이 논문은 DS2ST-LM을 제시합니다. 이는 대규모 의미적으로 정렬된 데이터셋, 세 가지 프로젝션 아키텍처, 그리고 다언어 쌍에 걸친 음색 제어 합성을 갖춘 단일 단계의 LLM 주도 직접 음성-음성 번역 프레임워크입니다.

ABSTRACT

Direct Speech-to-Speech Translation (S2ST) has gained increasing attention for its ability to translate speech from one language to another, while reducing error propagation and latency inherent in traditional cascaded pipelines. However, existing direct S2ST systems continue to face notable challenges, including instability in semantic-acoustic alignment when parallel speech data is scarce, difficulty in preserving speaker identity, and limited multilingual scalability. In this work, we introduce DS2ST-LM, a scalable, single-stage direct S2ST framework leveraging a multilingual Large Language Model (LLM). The architecture integrates a Whisper speech encoder, a learnable projection module, a Qwen2-0.5B LLM, and a timbre-controlled vocoder. We construct GigaS2S-1000, a 1000-hour bilingual corpus by extending the GigaST dataset with high-fidelity synthetic target speech, and show that this synthetic data alleviates data scarcity to some extent. We investigate two semantic token generation strategies: speech-derived S3 tokens and text-derived tokens generated by a pre-trained LLM, and analyze their impact on training stability and semantic consistency. We further evaluate three projection architectures (Linear, Conv1D-Linear, and Q-Former) and observe that while higher-capacity projectors converge faster, the simple Linear projector achieves higher performance. Extensive experiments demonstrate that DS2ST-LM outperforms traditional cascaded and ST (Qwen-Audio) + TTS baselines across both lexical (BLEU, METEOR) and semantic (BLEURT, COMET) metrics, while extending to multiple language pairs, including French, Spanish, German, Hindi, Bengali, and Urdu.
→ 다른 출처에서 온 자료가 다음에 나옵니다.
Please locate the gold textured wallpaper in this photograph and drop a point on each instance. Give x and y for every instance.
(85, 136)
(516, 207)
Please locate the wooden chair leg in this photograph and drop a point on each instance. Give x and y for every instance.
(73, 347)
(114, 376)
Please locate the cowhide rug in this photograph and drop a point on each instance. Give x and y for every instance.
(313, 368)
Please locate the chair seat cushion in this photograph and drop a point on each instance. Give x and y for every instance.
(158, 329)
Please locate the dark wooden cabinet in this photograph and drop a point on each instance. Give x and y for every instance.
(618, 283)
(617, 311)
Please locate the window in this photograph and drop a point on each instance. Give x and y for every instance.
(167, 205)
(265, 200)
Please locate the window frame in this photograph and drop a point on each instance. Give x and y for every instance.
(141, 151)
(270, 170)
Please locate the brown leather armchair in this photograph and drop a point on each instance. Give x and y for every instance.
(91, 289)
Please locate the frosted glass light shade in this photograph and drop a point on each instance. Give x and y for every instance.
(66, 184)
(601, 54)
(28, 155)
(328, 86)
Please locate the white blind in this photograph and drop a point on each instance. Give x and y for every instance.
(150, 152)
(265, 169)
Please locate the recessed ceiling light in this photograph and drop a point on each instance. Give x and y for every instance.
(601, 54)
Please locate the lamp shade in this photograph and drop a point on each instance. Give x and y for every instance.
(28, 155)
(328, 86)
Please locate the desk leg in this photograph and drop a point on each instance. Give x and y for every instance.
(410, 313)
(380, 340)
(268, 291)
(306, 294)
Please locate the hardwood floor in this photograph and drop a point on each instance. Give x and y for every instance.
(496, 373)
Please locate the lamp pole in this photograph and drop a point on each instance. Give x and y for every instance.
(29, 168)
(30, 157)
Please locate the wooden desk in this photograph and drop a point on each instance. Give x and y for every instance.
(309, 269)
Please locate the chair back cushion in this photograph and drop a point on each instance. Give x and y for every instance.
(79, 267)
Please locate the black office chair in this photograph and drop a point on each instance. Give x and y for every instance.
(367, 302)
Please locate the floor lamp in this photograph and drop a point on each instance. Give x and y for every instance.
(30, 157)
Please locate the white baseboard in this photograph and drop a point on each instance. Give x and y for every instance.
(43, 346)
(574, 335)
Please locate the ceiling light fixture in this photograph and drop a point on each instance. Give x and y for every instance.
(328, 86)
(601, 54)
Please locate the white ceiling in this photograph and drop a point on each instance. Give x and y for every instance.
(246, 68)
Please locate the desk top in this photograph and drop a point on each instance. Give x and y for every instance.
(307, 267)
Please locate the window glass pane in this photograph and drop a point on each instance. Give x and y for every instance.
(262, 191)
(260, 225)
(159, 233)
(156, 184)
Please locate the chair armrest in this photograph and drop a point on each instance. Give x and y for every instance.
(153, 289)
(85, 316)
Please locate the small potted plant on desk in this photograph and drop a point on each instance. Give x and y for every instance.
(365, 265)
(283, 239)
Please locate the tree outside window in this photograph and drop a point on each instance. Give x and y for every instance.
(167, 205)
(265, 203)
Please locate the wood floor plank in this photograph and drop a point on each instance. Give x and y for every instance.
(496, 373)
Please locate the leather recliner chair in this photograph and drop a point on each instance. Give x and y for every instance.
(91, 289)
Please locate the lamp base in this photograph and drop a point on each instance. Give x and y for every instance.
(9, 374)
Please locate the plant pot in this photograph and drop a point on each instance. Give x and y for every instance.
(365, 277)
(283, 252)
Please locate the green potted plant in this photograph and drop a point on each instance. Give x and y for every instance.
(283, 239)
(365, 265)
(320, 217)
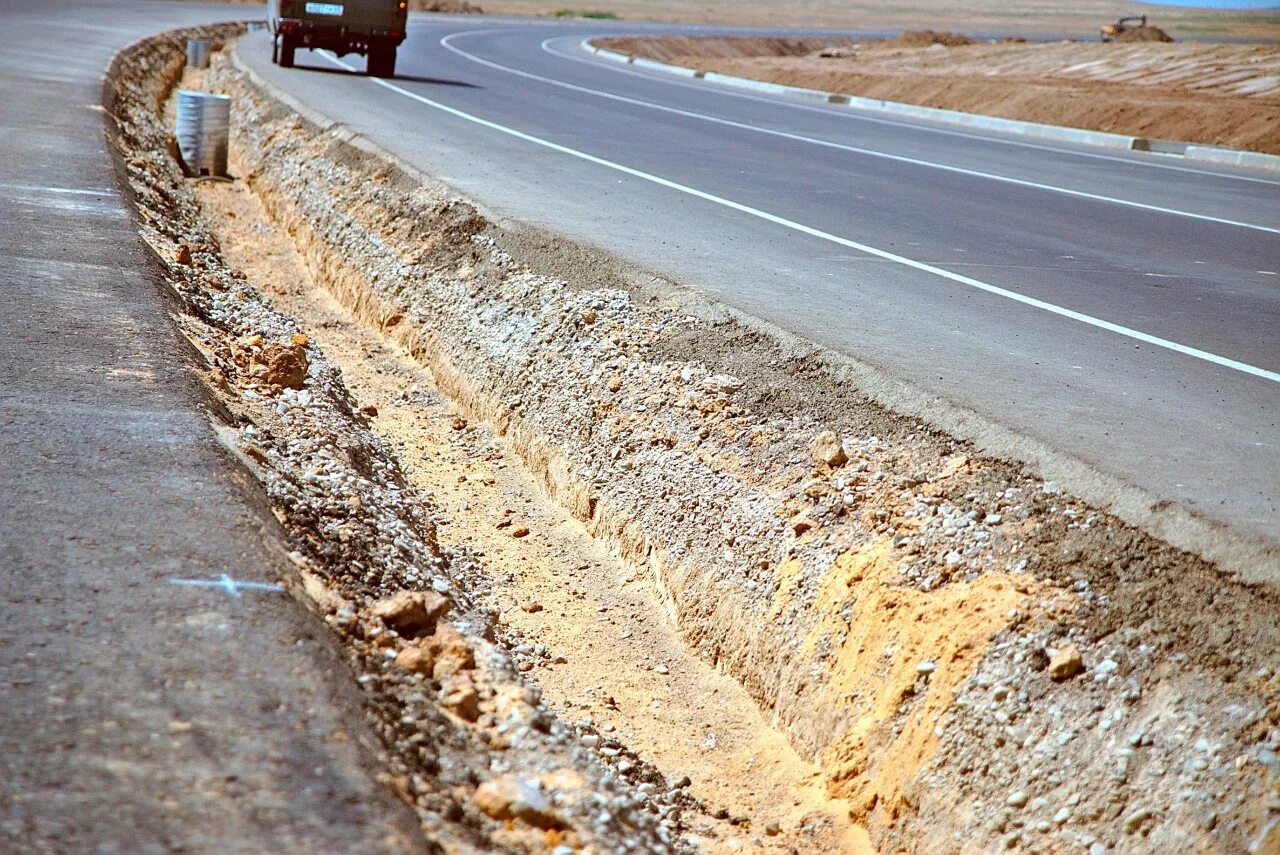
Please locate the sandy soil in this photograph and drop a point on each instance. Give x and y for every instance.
(1226, 95)
(602, 644)
(987, 17)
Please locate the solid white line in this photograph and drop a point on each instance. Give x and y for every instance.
(826, 236)
(826, 143)
(860, 115)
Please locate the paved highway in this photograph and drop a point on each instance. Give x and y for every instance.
(1121, 309)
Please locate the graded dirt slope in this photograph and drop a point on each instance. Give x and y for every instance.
(1225, 95)
(972, 657)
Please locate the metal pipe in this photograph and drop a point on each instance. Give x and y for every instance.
(204, 128)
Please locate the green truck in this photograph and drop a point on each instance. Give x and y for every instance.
(371, 28)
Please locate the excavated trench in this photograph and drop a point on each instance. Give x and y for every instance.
(705, 594)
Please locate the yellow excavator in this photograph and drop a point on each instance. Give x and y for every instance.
(1123, 26)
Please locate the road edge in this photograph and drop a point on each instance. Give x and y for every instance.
(1252, 558)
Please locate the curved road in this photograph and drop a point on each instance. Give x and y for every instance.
(1119, 307)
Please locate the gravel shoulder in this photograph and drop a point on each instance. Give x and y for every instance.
(1223, 95)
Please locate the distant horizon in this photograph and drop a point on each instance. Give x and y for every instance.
(1232, 5)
Furthermore, we incorporate timbre-aware speech synthesis to preserve speaker information, enabling DS2ST-LM to surpass prior direct S2ST systems in both speaker similarity and perceptual naturalness.

연구 동기 및 목표

희소한 병렬 음성 데이터로 인한 의미-음향 정합의 불안정성 해결.
다수의 언어 쌍에서 화자 신원을 보존하면서 번역.
LLM 기반 디코더와 음색 인식 보코딩으로 확장 가능한 단일 단계 직접 S2ST 구현.
연구를 지원하기 위한 대규모 의미 정렬 S2ST 데이터 생성 및 공개.
학습 안정성과 번역 품질을 위한 프로젝션 아키텍처 및 의미 토큰 생성 전략 평가.

제안 방법

Whisper 음성 인코더, 학습 가능한 프로젝션 모듈, Qwen 2-0.5B LLM, 그리고 화자 프롬프트에 조건부 음색 제어 보코더를 단일 단계 DS2ST-LM 프레임워크에 통합합니다.
XTTS-v2를 사용하여 고충실도 합성 중국어 음성으로 1000시간의 양방향 중국어–영어 코퍼스인 GigaS2S-1000을 구성합니다.
훈련 체계에 대해 음성에서의 감독 가능한 의미 토큰 생성(S3 토큰)과 사전 학습된 LLM을 통한 텍스트로부터의 의미 토큰을 활용합니다.
음성 임베딩을 LLM 공간으로 매핑하기 위한 세 가지 프로젝션 아키텍처(Linear, Conv1D–Linear, 및 Q-Former)를 탐구하고 수렴 및 번역 품질을 분석합니다.
해독 시 음성 토큰과 텍스트 토큰의 비율 정렬 및 공동 음성/텍스트 토큰 손실을 위해 의미 그룹 모델링을 활용합니다.
화자 프롬프트에 조건부 음색 제어 신경 보코더를 도입하여 타깃 음성을 음색 보존과 함께 합성합니다.

실험 결과

연구 질문

RQ1DS2ST-LM이 여러 언어 쌍에 대해 직접 S2ST를 수행할 때 cascaded 및 ST+TTS 기반 비교대안과 비교하여 어떤 성능을 보이는가?
RQ2학습 안정성과 번역 품질에 미치는 프로젝션 아키텍처(Linear, Conv1D–Linear, Q-Former)의 영향은 무엇인가?
RQ3의미 토큰 생성 전략(음성 파생 S3 vs 텍스트 파생 토큰)이 의미 정합성과 모델 안정성에 어떤 영향을 미치는가?
RQ4음색 인지 합성으로 직접 S2ST에서 화자 정체성을 보존하면서 번역 품질을 유지할 수 있는가?
RQ5합성 데이터(GigaS2S-1000)가 언어 간 직접 S2ST 훈련의 데이터 부족 문제를 완화하는가?

주요 결과

모델 / 데이터세트	Seamless-Align (zh–en) BLEU	Seamless-Align (zh–en) METEOR	Seamless-Align (zh–en) BLEURT	Seamless-Align (zh–en) COMET	GigaS2S-1000 (zh–en) BLEU	GigaS2S-1000 (zh–en) METEOR	GigaS2S-1000 (zh–en) BLEURT	GigaS2S-1000 (zh–en) COMET	FLEURS (zh–en) BLEU	FLEURS (zh–en) METEOR	FLEURS (zh–en) BLEURT	FLEURS (zh–en) COMET
Cascaded	4.78	0.25	0.30	0.34	6.84	0.16	0.37	0.39	5.78	0.23	0.36	0.38
ST + TTS	5.91	0.27	0.35	0.49	11.36	0.32	0.43	0.54	9.17	0.25	0.41	0.53
DS2ST-LM	7.11	0.37	0.42	0.58	14.71	0.45	0.53	0.71	11.46	0.45	0.53	0.68

DS2ST-LM은 다수의 데이터셋에서 어휘 및 의미 지표 측면에서 cascaded 및 ST+TTS 기반 대안들보다 우수합니다.
Seamless-Align zh–en에서 DS2ST-LM은 baselines보다 BLEU(7.11) 및 BLEURT(0.42)가 더 높습니다.
GigaS2S-1000 zh–en에서 DS2ST-LM은 BLEU 14.71 및 BLEURT 0.53을 달성하며 baselines를 능가합니다.
FLEURS zh–en에서 DS2ST-LM은 BLEU 11.46 및 BLEURT 0.53으로 베이스라인을 상회합니다.
더 큰 프로젝션 용량은 수렴 속도를 촉진하지만, 이 설정에서 선형 프로젝션이 가장 높은 성능을 보입니다.
음색 인지 합성은 기존의 직접 S2ST 시스템에 비해 화자 유사도 및 지각적 자연성을 향상시킵니다.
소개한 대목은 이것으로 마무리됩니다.